Greenwald has one of the best deconstructions of Barry's Piece Prize speech I've read:
...the set of principles Obama articulated yesterday was such a clear and comprehensive expression of his foreign policy that it's now being referred to as the "Obama Doctrine." About that matter, there are two arguably confounding facts to note: (1) the vast majority of leading conservatives -- from Karl Rove and Newt Gingrich to Peggy Noonan, Sarah Palin, various Kagans and other assorted neocons -- have heaped enthusiastic praise on what Obama said yesterday, i.e., on the Obama Doctrine; and (2) numerous liberals have done exactly the same. That convergence gives rise to a couple of questions:
Why are the Bush-following conservatives who ran the country for the last eight years and whose foreign policy ideas are supposedly so discredited -- including some of the nation's hardest-core neocons -- finding so much to cheer in the so-called Obama Doctrine?
How could liberals and conservatives -- who have long claimed to possess such vehemently divergent and irreconcilable worldviews on foreign policy -- both simultaneously adore the same comprehensive expression of foreign policy?
How indeed, if there is any real difference between them.
Ian wants to blame it all on Parlimentary politics in a non-Parlimentary system, but I don't agree.
The double standard is particularly remarkable because it seems to work one way only.
Democrats working for social issues like single payer or even an honest public option get completely marginalized whether it’s a Democratic or Republican run Congress.
Supporters of the War on Terror get their funds as a given priority regardless of which side runs the Senate.
Like everything supposedly nuanced about our elected representatives, it’s only nuanced as long as the weasel words fit the bottom line.
This kind of thing seems surprising to some people. Gail Collins in Pravda today, surprised that the Companies run the Company:
... The biggest surprise was that the United States did not have its own soldiers guarding its Embassy in a war zone.
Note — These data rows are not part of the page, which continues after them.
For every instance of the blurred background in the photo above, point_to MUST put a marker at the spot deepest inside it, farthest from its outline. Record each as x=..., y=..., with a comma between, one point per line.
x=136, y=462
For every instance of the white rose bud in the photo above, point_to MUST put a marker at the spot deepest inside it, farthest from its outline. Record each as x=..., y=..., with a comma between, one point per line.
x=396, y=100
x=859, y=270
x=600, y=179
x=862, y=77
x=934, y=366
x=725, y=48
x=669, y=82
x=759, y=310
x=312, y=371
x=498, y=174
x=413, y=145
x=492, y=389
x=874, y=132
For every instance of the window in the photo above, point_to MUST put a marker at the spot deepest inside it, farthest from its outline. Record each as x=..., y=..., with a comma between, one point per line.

We have been getting surprised like that a lot lately. Many of the worst stories involve Blackwater Worldwide, a private security contractor that changed its name to Xe Services after a series of mishaps in Iraq, one of which involved spraying bullets around a square in Baghdad and killing 17 civilians.
On Friday, James Risen and Mark Mazzetti of The Times reported that Blackwater employees had taken part in clandestine C.I.A. “snatch and grab” raids in Iraq and Afghanistan, in which suspected insurgents were abducted and taken away for detention and questioning.
This was, of course, in the past. In fact, on Friday, it was revealed that the C.I.A. director, Leon Panetta, had canceled a contract under which Blackwater loaded missiles on Predator drones in Pakistan — another activity that sort of came as a surprise when The Times first reported it last summer.
But Lord knows what Xe Services is up to.
What do you think Dwight Eisenhower would say about all of this? In his last speech as president, Eisenhower famously warned the country about “the potential for the disastrous use of misplaced power” if the military industrial complex got too big. That was back when defense contractors just sold the Pentagon fighter jets and wildly expensive widgets. Imagine how Ike would have reacted if they were driving the C.I.A. to snatch-and-grab dates.
When did we decide this was a good plan?
Who is this "we" you speak of, and what makes you think that "we" every controlled anything in the Corporate States of 'merika?